Dans la vie ordinaire, ce sont souvent des problèmes d’accès et de fonctionnement qui font obstacle à l’intégration de la personne handicapée. Elle doit pouvoir accéder à une diversité d’offres correspondant au mieux à ses attentes. Le quotidien des personnes handicapées est truffé de difficultés pratiques ou de réalités non adaptées à leur handicap. La mobilité pose problème. L’accès matériel aux services publics les plus communs peut poser problème. L’exercice d’une activité professionnelle ou simplement l’accès à l’emploi est problématique. Même l’environnement familier est source de difficultés. On pourrait multiplier les exemples. Certes, la préoccupation de la personne handicapée dans l’organisation de la vie en société a fait de nets progrès. Mais la situation reste largement insuffisante et le combat est quotidien.
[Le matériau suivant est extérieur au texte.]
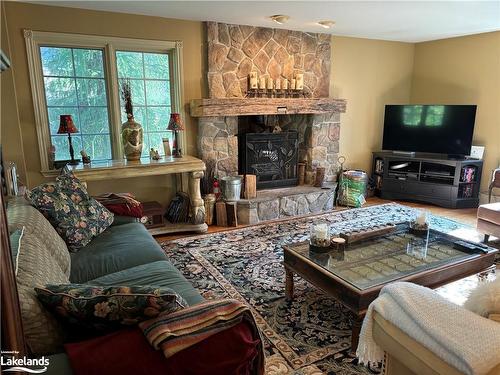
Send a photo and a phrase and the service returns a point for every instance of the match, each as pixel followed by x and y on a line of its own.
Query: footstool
pixel 488 220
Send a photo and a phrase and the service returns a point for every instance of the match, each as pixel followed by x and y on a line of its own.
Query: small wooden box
pixel 153 215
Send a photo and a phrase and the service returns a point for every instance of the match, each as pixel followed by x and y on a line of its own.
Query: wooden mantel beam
pixel 265 106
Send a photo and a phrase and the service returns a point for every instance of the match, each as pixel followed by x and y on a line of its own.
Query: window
pixel 148 74
pixel 81 75
pixel 74 84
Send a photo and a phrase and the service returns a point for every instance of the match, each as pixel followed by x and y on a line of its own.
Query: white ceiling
pixel 406 21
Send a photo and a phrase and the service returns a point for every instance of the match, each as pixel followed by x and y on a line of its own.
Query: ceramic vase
pixel 132 139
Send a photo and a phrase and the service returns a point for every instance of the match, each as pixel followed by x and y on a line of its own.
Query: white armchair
pixel 419 332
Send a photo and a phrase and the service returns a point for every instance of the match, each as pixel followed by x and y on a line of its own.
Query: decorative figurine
pixel 175 125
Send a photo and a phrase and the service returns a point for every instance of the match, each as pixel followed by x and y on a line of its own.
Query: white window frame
pixel 35 39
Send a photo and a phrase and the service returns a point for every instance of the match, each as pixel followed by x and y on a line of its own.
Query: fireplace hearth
pixel 272 157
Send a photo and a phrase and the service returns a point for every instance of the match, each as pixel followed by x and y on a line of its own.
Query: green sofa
pixel 125 254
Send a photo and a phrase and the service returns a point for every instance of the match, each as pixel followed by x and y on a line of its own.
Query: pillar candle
pixel 299 84
pixel 262 83
pixel 270 83
pixel 253 80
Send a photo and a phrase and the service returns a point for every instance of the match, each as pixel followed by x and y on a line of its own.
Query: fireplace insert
pixel 272 157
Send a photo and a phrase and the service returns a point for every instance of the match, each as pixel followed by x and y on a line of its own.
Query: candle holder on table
pixel 319 239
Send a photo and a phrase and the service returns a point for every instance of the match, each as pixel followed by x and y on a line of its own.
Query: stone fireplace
pixel 317 141
pixel 271 156
pixel 268 136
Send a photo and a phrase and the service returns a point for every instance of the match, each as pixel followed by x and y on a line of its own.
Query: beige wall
pixel 59 19
pixel 369 74
pixel 10 132
pixel 464 70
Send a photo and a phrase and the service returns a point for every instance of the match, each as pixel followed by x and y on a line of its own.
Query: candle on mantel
pixel 299 84
pixel 253 80
pixel 262 83
pixel 269 83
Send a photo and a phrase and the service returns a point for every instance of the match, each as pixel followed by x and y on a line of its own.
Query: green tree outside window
pixel 75 84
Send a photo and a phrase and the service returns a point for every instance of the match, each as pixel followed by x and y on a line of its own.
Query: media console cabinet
pixel 427 178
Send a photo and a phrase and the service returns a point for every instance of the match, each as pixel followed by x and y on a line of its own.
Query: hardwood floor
pixel 466 216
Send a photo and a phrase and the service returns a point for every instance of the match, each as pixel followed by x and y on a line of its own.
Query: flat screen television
pixel 440 129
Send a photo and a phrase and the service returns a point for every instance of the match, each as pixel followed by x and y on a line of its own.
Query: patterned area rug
pixel 311 334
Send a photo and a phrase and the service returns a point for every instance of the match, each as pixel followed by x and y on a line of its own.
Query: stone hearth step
pixel 273 204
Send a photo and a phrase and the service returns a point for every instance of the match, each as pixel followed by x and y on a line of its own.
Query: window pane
pixel 97 146
pixel 56 112
pixel 56 61
pixel 150 94
pixel 85 99
pixel 158 92
pixel 94 120
pixel 91 92
pixel 158 118
pixel 156 65
pixel 88 63
pixel 130 64
pixel 62 146
pixel 60 92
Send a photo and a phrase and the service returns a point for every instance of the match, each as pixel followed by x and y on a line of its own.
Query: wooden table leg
pixel 356 328
pixel 288 284
pixel 197 204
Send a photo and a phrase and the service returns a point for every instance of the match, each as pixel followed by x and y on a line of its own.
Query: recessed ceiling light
pixel 326 24
pixel 280 18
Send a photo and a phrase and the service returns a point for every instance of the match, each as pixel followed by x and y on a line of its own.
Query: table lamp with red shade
pixel 175 124
pixel 67 126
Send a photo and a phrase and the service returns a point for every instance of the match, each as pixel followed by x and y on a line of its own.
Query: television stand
pixel 427 178
pixel 404 153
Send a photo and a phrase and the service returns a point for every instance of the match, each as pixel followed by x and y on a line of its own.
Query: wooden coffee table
pixel 355 276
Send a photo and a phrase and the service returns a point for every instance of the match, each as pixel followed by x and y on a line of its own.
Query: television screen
pixel 441 129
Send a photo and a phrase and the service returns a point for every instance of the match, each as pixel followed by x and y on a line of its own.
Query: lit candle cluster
pixel 264 83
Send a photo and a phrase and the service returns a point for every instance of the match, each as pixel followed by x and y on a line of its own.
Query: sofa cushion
pixel 77 217
pixel 127 352
pixel 485 299
pixel 116 249
pixel 15 245
pixel 489 212
pixel 43 259
pixel 159 274
pixel 108 308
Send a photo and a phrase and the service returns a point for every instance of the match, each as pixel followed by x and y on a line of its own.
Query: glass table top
pixel 379 260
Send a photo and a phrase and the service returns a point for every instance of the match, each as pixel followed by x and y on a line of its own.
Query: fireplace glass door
pixel 272 157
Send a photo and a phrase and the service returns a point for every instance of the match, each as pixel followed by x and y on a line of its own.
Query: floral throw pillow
pixel 75 215
pixel 107 308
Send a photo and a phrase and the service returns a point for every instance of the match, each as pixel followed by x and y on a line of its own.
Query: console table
pixel 188 169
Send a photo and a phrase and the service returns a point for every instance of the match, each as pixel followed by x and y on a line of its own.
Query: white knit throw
pixel 459 337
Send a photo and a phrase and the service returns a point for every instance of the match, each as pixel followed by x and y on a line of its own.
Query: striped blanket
pixel 179 330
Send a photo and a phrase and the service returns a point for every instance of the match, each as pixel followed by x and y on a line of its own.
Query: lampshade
pixel 66 125
pixel 175 123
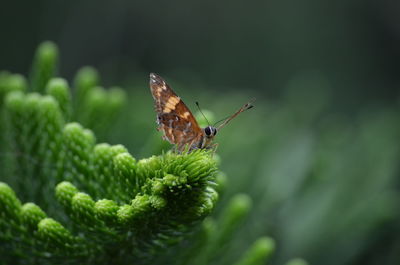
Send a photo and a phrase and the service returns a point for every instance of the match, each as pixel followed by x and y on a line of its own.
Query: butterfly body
pixel 176 120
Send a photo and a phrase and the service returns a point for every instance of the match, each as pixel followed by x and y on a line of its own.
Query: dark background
pixel 260 45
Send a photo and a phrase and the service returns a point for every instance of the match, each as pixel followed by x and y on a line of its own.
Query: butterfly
pixel 177 122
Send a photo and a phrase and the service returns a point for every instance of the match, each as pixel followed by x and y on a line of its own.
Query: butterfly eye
pixel 207 130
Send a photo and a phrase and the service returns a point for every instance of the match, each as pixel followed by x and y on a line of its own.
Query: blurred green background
pixel 319 155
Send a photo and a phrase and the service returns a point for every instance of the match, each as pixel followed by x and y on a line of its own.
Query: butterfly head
pixel 210 131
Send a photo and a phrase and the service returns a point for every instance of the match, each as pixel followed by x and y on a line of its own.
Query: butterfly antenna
pixel 198 106
pixel 245 107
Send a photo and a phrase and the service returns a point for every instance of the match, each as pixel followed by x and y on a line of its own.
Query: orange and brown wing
pixel 173 116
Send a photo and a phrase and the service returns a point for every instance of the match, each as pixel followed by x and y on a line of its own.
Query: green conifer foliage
pixel 67 199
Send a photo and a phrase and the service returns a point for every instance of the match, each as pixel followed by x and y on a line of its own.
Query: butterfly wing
pixel 173 116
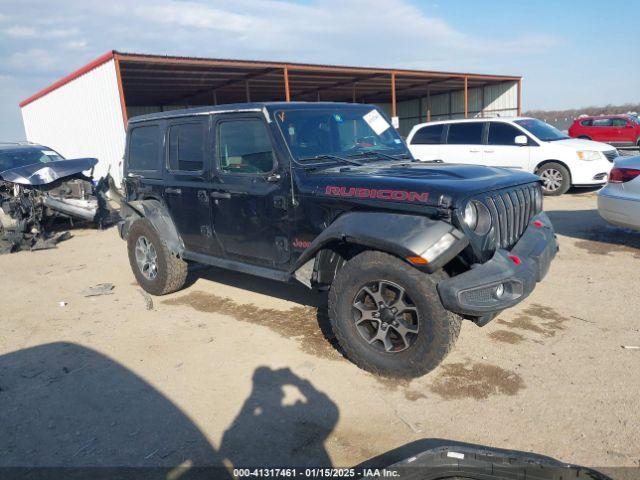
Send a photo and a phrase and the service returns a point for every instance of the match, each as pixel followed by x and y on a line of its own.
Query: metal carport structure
pixel 86 113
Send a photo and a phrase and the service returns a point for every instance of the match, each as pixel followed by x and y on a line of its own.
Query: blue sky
pixel 571 54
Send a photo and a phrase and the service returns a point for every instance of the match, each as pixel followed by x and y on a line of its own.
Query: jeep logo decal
pixel 396 195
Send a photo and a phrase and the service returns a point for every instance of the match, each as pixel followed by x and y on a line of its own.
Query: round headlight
pixel 477 217
pixel 470 217
pixel 538 199
pixel 483 224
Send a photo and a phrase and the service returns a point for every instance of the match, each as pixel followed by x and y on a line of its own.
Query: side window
pixel 502 133
pixel 144 148
pixel 601 122
pixel 186 147
pixel 467 133
pixel 244 146
pixel 431 135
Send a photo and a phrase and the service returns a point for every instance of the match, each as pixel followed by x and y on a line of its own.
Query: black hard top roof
pixel 9 146
pixel 254 106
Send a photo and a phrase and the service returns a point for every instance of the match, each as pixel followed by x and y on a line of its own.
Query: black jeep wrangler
pixel 328 194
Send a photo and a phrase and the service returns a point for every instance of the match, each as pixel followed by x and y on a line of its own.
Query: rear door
pixel 426 142
pixel 621 133
pixel 252 192
pixel 501 149
pixel 187 187
pixel 464 143
pixel 602 130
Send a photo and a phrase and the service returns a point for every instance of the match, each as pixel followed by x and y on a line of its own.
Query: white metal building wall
pixel 82 118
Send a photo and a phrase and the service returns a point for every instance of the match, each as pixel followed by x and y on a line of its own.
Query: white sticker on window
pixel 376 121
pixel 455 455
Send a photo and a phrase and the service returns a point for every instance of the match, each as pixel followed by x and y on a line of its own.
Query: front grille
pixel 611 155
pixel 511 210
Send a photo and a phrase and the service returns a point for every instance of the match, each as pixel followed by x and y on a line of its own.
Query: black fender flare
pixel 158 215
pixel 398 234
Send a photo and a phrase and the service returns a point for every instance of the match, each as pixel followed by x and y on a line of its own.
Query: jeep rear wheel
pixel 388 318
pixel 156 269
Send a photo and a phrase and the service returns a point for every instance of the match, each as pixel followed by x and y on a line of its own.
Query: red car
pixel 619 130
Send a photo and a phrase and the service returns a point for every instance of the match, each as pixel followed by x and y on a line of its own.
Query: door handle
pixel 220 195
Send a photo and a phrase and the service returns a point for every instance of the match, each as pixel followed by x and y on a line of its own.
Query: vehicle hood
pixel 582 144
pixel 457 181
pixel 44 173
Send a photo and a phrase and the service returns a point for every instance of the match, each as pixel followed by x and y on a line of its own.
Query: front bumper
pixel 593 172
pixel 505 280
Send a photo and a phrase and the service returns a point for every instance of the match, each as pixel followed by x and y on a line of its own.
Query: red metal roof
pixel 213 63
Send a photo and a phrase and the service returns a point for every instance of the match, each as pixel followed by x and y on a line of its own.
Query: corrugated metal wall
pixel 82 118
pixel 490 101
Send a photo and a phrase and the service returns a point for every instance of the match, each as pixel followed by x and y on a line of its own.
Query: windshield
pixel 339 132
pixel 542 130
pixel 26 156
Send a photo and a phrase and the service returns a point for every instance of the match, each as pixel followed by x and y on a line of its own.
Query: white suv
pixel 523 143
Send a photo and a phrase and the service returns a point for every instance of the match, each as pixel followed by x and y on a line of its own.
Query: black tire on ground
pixel 436 332
pixel 170 271
pixel 556 179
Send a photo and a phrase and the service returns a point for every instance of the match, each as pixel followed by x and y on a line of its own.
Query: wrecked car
pixel 329 194
pixel 37 187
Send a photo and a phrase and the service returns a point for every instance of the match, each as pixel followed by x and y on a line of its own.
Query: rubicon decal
pixel 358 192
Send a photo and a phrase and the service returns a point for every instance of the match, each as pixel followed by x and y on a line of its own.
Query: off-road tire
pixel 172 271
pixel 438 328
pixel 566 178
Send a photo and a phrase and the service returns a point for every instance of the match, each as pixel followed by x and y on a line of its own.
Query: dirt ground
pixel 237 370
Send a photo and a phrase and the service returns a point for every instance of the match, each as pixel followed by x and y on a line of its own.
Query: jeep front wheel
pixel 156 269
pixel 388 318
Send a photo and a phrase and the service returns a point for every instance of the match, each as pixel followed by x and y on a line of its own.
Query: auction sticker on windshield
pixel 376 121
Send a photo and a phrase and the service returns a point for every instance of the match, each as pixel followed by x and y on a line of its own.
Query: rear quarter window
pixel 430 135
pixel 145 143
pixel 467 133
pixel 602 122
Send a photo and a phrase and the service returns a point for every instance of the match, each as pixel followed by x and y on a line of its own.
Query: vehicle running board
pixel 264 272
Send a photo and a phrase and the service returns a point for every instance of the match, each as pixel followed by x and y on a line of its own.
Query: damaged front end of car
pixel 33 197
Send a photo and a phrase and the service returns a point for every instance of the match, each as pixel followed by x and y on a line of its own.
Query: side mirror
pixel 521 140
pixel 273 177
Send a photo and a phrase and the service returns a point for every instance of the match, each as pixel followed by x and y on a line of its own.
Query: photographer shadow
pixel 69 411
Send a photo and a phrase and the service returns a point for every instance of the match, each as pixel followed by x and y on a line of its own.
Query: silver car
pixel 619 200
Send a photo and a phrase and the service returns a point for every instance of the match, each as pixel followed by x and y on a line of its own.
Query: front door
pixel 464 143
pixel 187 187
pixel 251 193
pixel 501 149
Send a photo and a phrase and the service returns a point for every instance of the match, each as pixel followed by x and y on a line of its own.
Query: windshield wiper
pixel 329 157
pixel 369 153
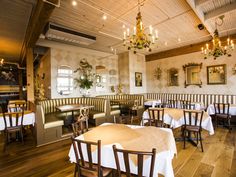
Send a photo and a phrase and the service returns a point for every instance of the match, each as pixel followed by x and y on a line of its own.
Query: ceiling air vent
pixel 59 33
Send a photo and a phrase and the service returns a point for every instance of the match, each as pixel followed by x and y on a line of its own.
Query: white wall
pixel 44 73
pixel 62 54
pixel 137 64
pixel 154 85
pixel 129 63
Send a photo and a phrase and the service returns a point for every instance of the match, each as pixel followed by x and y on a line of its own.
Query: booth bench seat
pixel 50 121
pixel 206 99
pixel 114 108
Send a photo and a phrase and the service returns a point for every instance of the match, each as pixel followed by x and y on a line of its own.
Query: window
pixel 64 80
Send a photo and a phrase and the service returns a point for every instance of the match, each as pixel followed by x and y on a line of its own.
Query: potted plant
pixel 85 77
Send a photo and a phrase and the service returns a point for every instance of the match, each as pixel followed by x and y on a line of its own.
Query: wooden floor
pixel 218 160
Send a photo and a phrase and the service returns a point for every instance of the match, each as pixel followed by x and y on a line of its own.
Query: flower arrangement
pixel 86 77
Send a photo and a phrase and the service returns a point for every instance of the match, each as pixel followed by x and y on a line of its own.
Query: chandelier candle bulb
pixel 156 32
pixel 124 35
pixel 128 32
pixel 139 40
pixel 153 39
pixel 150 30
pixel 134 30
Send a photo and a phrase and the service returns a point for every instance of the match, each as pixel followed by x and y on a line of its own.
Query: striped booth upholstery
pixel 206 99
pixel 98 111
pixel 49 120
pixel 113 109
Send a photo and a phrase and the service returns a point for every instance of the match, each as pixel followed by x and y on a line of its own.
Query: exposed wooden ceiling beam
pixel 39 18
pixel 201 2
pixel 199 13
pixel 182 50
pixel 220 11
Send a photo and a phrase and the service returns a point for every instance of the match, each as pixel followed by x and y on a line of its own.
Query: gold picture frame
pixel 138 79
pixel 216 74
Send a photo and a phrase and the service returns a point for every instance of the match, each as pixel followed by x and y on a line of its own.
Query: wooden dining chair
pixel 185 104
pixel 192 124
pixel 79 127
pixel 222 113
pixel 140 161
pixel 172 104
pixel 87 167
pixel 13 122
pixel 82 119
pixel 133 113
pixel 17 106
pixel 156 117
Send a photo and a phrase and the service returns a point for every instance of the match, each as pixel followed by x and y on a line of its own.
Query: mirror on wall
pixel 192 74
pixel 173 77
pixel 64 80
pixel 101 78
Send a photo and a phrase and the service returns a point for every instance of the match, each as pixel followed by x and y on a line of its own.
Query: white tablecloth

L’enjeu est évidemment d’abord culturel : comment faire en sorte que cette préoccupation soit présente partout ? Comment l’intégrer dès la conception des services et initiatives que l’on met en place ? Comment permettre aux personnes handicapées d’avoir accès à tous les services et aides dont dispose l’ensemble des citoyens ? Privilégier l’accueil et la participation des personnes handicapées dans les services ordinaires est un préalable à une réelle intégration. Les services d’aides familiales l’intègrent-ils ? Et les services « Population » des administrations communales ? L’aménagement du territoire est-il conçu en tenant compte des réalités des personnes handicapées ? Les transports en commun sont-ils adaptés ? Autant de questions que l’on peut multiplier et qui démontrent l’ampleur du travail qui reste à accomplir pour améliorer la qualité de l’accueil des services de proximité. D’un point de vue global, une réflexion et une action spécifiques doivent donc être menées par l’ensemble des opérateurs de services pour apporter des solutions adéquates en milieu « ordinaire », comme on dit. Le rôle des organismes publics ou parastataux comme l’Agence wallonne pour l’intégration des personnes handicapées (AWIPH) doit donc rester résiduaire, c’est-à-dire porter sur ce qui n’est pas pris en charge par les services ordinaires.

Vers des logements « modulables » ?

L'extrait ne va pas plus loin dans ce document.